اِيَّاكَ نَعْبُدُ وَاِيَّكَ نَسْتَعِيْنُ

“Hanya pada-Mu lah kami menyembah dan hanya pada-Mu lah kami meminta pertolongan”

 

Jadi keyakinannya pada Tuhannya membuatnya enggan untuk meminta pada selain Allah, segala kebutuhan serta permasalahannya semua dicurhatkan pada Allah seperti inilah profil orang kaya.  Namun perlu digaris bawahi bahwa pantangannya adalah meminta, tapi apabila diberi bisa kita diterima dengan niat agar tidak menyakiti hati si pemberi.

 

3.       Tidak merasa butuh pada hartanya

Jadi hakikat kekayaan yang sesungguhnya itu ialah ia yang mampu memanjemen harta bukan di manajemen harta. Orang kaya tak lupa daratan, ia betul-betul sadar bahwa kelebihan hartanya itu merupakan bonus dari Allah dan ada hak yang harus dikeluarkan disana.

 

Maka janganlah takut-takut atau ragu mengeluarkan hartamu untuk shadaqoh atau infaq, hal seperti menjadi kewajiban sosial bagi manusia.

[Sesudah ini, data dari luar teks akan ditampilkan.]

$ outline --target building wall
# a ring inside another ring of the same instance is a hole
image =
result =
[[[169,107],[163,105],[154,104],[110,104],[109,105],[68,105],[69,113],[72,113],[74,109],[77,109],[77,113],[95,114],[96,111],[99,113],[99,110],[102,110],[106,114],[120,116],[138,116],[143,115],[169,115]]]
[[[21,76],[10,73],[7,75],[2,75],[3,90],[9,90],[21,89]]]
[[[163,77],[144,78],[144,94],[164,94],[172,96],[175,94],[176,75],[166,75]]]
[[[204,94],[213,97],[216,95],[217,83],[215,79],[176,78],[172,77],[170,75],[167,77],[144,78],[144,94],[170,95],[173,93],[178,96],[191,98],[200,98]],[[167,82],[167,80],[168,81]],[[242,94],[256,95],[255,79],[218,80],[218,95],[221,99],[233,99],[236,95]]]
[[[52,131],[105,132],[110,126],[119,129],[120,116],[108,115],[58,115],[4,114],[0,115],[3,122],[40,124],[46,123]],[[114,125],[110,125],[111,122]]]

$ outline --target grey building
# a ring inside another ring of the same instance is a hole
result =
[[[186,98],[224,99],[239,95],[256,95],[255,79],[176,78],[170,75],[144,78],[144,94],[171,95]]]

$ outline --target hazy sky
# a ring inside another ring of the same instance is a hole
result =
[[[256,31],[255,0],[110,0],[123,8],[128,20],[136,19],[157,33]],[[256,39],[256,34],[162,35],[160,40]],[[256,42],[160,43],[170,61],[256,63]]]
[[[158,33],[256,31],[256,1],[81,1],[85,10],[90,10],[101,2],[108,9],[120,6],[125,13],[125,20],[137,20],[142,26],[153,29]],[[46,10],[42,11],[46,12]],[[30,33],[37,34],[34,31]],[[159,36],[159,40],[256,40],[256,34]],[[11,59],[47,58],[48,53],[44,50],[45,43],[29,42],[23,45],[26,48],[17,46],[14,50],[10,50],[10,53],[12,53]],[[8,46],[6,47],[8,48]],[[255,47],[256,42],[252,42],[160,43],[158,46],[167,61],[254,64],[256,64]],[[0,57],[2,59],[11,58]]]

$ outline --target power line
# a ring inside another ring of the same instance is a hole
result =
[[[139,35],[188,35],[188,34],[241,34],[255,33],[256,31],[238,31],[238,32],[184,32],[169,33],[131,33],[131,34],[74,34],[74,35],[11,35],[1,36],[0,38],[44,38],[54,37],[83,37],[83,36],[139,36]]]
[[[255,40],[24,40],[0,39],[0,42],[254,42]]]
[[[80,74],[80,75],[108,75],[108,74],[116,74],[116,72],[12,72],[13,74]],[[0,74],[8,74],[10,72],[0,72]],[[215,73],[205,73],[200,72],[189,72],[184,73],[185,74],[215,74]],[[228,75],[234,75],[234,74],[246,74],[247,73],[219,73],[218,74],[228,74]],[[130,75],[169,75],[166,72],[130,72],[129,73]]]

Tidak sedikit kita ketahui orang yang kelebihan hartanya itu malah pelit, uang sudah dijadikan tuannya. Jangankan untuk orang lain, untuk diri sendiripun pelitnya minta ampun, yang dipikirkan bagaimana bisa usaha tanpa modal tapi untungnya banyak. Ketika disuruh berinfaq jawabnya “ini hasil kerja kerasku, kok mau dikasih orang”. Prinsip mereka adalah pelit pangkal kaya. Padahal jangankan seperti itu, hemat pangkal kaya pun sedikit keliru, karena yang paling benar adalah shodaqoh pangkal kaya, syukur pangkal kaya.

 

(وَفِي أَمْوَالِهِمْ حَقٌّ لِّلسَّائِلِ وَالْمَحْرُومِ (19

“dan dalam harta mereka ada haq untuk para peminta dan yang membutuhkan”. (QS. Adz-Dzariyat :19)

 

Bukannya orang kaya yang kelebihan hartanya itu buruk, karena kita tak bisa menilai baik atau buruk sesorang hanya berdasarkan hartanya. Namun bagaimana seseorang agar bisa bersikap tiga hal diatas, sebanyak atau sesedikit apapun hartanya, jika tiga hal diatas diambil sikap oleh kita, maka kita akan terlihat kaya dihadapan makhluk bahkan dihadapan Allah kitalah orang kaya sejati.